Intrusive thoughts amount to distractive mental noise that mediates the link between neuroticism and poor cognitive performance (Munoz et al., 2013).
Concisely, mental noise is a matter of emotional instability, which, as I will explain now, is a feminine quality.
3. Emotional Stability = Masculine
As I have found in my own research and as numerous psychological studies have consistently shown (e.g., Weisberg et al., 2011; Schmitt et al., 2008), women are, on average, significantly more neurotic than men. By implication, emotional stability is a masculine trait.
It makes sense from a biological perspective, too. Our male ancestors had to be cool, clear-thinking, and self-controlled if they wanted to be successful hunters and tribe protectors. For females, by contrast, it was an evolutionary advantage to be quick to fear and worry if they wanted their offspring to be safe and surviving. A healthy neurotic warmth was more adaptive for them than detached coolness. We must be emotionally open to our children we seek to nurture, though not to wild animals we seek to kill.
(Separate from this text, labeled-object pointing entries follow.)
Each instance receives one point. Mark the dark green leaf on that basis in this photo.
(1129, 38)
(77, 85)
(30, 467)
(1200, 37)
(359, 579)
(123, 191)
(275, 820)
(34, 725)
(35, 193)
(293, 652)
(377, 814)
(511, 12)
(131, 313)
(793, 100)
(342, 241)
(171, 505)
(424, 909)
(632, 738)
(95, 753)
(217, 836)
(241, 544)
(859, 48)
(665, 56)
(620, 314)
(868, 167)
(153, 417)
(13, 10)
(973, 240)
This is not just random speculation. It is supported by the fact that women are more neurotic than men across cultures (e.g., Kajonius & Giolla, 2017). In fact, this sex difference is even larger in cultures with more gender equality (Costa et al., 2001).
Of course, research on personality is mostly based on self-report (filling in questionnaires), which is biased by cultural stereotypes (“the rational man vs. the emotional woman”) and social desirability (evaluating oneself in a way that makes one look more attractive). However, this does not mean that sex differences in human personality are mere social constructs:
- Self-report studies actually deflate absolute mean sex differences since people tend to rate themselves in relation to members of their own sex (Del Giudice et al., 2012). Accordingly, sex differences are larger in gender-egalitarian cultures where subjects rate themselves more in relation to people in general.
- Observational studies, which are more objective, typically confirm the results found in self-report studies.
- All human traits result from complex nature-nurture interactions. Neuroticism vs. emotional stability and femininity vs. masculinity are no exceptions. While social roles and cultural stereotypes undeniably influence those traits, they are also clearly rooted in biology, as are the gender roles and stereotypes themselves.
In sum, we have psychological research, cultural knowledge, and an evolutionary rationale to believe that neuroticism and emotional stability are feminine and masculine qualities, respectively.
4. Mindcoolness = Masculine
We can now conclude the argument:
- Mindcoolness is a tranquil state of mind indexed by low mental noise.
- Low mental noise marks emotional stability, which is a masculine quality.
- Therefore, mindcoolness is a masculine state of mind.